At the end of 2019, a new SARS-like virus was detected in China, which was later named SARSCoV-2. This virus has since then caused hundreds of thousands of deaths linked with to the respiratory disease COVID-19. A cure or a vaccine has not yet been discovered, but in the meantime, all we can do is protect ourselves and/or others surronding us. In order to do that, testing and effective contact tracing are essential.

The most common tests used to detect the presence of COVID-19 are PCR and serologic tests. PCR tests detect the presence of an antigen, rather than the presence of the body's immune response, or antibodies. Unlike PCR tests, serologic tests detect the presence of antibodies. Different samples are needed in order to perform these tests: PCR tests usually require a nasopharyngeal swab, and serologic tests require a blood sample.

The polymerase chain reaction (PCR) is an in vitro method used for amplifying specific sequences of nucleic acids. This method was discovered by Kary Mullis in 1983. Using this technique, it is possible to analyse minimal traces of nucleic acids (NA).

The basic ingredients for a PCR are Taq polymerase, primers, template NA and nucleotides. These substances are combined in a tube along with cofactors needed by the enzyme, and are put through several cycles of heating and cooling that allow NA to be synthetized. The DNA which needs to be detected is the DNA of the virus-infected host cells.

The essential steps are:
1. Denaturation of the DNA strands (at 96°C),
2. Annealing of primers to their complementary sequences on the single-stranded template DNA (at 55-65°C),
3. Extension of the primers, thus synthesizing new strands of DNA (at 72°C).
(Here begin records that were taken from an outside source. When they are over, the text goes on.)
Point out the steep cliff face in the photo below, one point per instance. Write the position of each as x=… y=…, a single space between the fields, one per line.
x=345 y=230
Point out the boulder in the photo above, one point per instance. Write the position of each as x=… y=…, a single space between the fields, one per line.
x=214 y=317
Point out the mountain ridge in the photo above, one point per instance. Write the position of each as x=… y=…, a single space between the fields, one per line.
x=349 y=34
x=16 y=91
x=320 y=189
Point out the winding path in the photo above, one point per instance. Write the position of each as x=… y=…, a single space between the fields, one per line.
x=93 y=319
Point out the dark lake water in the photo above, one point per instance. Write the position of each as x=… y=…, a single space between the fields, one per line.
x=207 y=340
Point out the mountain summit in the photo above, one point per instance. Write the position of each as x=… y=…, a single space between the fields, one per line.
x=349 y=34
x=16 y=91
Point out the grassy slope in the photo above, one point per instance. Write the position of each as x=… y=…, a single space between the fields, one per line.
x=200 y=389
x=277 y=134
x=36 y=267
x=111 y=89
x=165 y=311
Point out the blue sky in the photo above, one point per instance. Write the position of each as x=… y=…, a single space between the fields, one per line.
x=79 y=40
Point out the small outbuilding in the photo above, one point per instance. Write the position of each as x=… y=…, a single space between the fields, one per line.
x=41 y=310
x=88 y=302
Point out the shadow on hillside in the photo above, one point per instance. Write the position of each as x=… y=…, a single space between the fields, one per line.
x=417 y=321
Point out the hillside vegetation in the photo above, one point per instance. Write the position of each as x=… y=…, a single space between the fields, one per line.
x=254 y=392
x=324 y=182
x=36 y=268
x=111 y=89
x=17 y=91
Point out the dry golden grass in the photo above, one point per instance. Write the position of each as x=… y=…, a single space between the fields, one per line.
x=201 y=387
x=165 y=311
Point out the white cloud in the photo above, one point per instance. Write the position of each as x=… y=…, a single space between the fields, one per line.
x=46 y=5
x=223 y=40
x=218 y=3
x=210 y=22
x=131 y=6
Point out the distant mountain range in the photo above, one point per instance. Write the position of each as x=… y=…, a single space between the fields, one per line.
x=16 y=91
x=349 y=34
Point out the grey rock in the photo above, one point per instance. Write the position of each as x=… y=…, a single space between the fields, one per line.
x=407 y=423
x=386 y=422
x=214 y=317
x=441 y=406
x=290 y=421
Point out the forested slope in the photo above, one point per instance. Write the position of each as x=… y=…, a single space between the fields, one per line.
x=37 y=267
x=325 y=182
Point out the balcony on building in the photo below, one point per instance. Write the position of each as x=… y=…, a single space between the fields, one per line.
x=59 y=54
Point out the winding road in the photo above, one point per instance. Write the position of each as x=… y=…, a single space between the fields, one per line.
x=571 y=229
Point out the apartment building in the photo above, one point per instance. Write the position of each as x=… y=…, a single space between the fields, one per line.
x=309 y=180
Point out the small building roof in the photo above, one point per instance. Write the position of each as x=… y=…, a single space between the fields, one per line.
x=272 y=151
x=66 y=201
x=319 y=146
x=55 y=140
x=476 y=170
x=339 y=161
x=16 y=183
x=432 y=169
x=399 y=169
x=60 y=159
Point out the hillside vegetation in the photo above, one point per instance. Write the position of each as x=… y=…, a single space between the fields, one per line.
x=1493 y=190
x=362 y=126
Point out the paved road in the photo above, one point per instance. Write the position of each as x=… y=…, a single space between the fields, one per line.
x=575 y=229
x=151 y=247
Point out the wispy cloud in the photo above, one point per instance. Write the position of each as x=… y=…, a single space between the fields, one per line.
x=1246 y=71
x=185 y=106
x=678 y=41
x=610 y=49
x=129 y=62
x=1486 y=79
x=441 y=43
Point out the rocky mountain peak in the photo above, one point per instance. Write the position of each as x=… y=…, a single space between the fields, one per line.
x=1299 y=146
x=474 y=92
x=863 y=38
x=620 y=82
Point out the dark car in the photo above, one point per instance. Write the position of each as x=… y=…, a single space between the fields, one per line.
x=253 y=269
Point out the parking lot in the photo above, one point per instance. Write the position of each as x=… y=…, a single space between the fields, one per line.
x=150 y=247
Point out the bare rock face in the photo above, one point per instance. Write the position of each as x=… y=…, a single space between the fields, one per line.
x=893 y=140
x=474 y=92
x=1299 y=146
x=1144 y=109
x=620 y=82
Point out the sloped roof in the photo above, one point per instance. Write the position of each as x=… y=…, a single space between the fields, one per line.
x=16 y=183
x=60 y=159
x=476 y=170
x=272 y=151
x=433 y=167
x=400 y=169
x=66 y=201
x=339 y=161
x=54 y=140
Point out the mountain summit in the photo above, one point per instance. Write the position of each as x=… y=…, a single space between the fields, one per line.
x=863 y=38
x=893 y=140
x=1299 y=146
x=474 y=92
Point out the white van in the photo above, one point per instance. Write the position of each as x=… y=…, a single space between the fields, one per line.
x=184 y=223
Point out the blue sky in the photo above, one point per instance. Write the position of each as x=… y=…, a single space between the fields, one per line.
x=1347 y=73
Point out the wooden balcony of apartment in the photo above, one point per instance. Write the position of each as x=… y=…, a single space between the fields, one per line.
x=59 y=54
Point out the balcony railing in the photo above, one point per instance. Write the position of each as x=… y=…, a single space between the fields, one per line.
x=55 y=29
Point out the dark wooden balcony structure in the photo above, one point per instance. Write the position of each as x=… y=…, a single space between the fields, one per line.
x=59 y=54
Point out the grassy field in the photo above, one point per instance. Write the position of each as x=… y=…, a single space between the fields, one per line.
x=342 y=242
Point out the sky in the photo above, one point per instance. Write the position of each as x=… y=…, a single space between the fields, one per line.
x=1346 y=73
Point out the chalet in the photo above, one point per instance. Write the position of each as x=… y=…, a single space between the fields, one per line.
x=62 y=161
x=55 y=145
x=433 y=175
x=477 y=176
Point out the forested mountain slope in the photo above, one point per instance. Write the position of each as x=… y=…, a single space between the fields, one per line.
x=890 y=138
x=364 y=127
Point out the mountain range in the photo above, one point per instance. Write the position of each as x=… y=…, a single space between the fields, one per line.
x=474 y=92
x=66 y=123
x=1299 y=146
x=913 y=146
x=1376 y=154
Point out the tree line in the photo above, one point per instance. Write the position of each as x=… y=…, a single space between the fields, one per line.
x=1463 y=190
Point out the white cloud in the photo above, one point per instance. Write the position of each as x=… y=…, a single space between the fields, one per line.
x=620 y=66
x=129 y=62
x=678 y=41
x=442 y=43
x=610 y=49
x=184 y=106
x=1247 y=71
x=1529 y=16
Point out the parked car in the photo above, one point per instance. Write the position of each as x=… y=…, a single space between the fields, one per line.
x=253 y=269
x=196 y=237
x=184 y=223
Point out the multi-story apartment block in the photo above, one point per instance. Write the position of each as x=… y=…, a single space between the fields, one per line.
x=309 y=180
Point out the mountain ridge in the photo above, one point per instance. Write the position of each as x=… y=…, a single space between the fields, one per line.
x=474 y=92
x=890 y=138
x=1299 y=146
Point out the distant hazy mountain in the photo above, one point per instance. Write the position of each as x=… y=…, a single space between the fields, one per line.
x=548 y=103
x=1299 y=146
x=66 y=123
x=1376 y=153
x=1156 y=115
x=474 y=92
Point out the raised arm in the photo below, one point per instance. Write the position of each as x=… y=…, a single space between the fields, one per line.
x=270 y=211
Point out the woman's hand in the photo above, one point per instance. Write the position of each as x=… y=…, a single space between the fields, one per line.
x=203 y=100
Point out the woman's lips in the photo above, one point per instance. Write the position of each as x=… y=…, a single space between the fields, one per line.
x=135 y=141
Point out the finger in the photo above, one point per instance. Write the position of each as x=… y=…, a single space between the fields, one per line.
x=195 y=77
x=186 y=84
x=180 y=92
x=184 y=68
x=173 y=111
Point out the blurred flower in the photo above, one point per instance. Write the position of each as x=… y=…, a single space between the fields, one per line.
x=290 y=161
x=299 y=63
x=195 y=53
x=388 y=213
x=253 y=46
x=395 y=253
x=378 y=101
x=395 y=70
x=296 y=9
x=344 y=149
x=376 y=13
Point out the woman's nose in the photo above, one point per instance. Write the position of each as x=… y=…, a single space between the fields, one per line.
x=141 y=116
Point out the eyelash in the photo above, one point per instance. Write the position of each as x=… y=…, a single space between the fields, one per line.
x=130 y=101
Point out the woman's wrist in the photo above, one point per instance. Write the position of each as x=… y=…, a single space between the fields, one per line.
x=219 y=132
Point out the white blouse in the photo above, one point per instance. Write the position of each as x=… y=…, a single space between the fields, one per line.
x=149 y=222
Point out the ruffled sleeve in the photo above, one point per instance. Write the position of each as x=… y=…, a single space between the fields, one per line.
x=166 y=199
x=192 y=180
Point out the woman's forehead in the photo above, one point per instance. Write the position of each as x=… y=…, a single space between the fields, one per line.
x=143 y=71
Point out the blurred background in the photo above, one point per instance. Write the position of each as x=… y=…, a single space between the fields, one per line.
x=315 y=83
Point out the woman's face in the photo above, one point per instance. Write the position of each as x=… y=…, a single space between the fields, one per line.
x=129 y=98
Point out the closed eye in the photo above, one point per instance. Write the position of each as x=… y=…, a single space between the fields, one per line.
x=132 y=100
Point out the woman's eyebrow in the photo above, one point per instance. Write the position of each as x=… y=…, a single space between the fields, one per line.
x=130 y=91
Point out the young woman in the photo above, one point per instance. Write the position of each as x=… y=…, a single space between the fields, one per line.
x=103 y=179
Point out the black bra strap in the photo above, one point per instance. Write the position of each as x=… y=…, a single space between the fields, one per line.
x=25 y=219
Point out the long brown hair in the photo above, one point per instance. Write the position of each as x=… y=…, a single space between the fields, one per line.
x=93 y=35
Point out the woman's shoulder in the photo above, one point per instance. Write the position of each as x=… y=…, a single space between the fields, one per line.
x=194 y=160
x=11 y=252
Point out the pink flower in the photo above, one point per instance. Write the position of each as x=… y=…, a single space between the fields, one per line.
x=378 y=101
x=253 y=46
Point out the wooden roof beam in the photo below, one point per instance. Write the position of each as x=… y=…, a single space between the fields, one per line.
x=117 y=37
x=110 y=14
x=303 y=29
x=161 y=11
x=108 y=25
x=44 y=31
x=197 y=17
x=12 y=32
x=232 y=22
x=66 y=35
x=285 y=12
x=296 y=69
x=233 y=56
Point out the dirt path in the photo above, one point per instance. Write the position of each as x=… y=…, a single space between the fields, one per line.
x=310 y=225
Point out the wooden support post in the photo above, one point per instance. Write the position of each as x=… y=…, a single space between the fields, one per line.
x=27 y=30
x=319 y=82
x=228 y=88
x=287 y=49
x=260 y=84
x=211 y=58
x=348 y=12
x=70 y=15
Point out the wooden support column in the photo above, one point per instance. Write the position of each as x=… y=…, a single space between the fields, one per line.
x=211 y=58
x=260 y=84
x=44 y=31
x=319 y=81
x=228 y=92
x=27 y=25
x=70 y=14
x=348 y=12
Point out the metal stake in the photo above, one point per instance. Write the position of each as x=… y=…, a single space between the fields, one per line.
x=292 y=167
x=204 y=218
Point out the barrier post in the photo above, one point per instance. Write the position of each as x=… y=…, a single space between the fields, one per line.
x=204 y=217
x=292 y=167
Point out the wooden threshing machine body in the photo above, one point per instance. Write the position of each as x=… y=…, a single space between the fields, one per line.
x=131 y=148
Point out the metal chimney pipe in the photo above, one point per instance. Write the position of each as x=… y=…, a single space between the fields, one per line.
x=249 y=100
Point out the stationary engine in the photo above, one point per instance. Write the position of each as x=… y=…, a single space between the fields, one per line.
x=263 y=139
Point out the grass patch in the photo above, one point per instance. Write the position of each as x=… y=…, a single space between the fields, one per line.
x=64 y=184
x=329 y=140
A fluorescent signal is created when amplification occurs, and once the signal reaches a threshold, the test is considered positive. The technique is generally very sensitive and specific. If a PCR test is positive, the result is most likely correct (false positive results can only happen if the samples are contaminated during test processing). False negative results do not guarantee that the patient is not infected by the virus and they are most frequently the result of a wrong patient sampling (swabs not pushed far enough in the patients' nasopharynx, i.e.).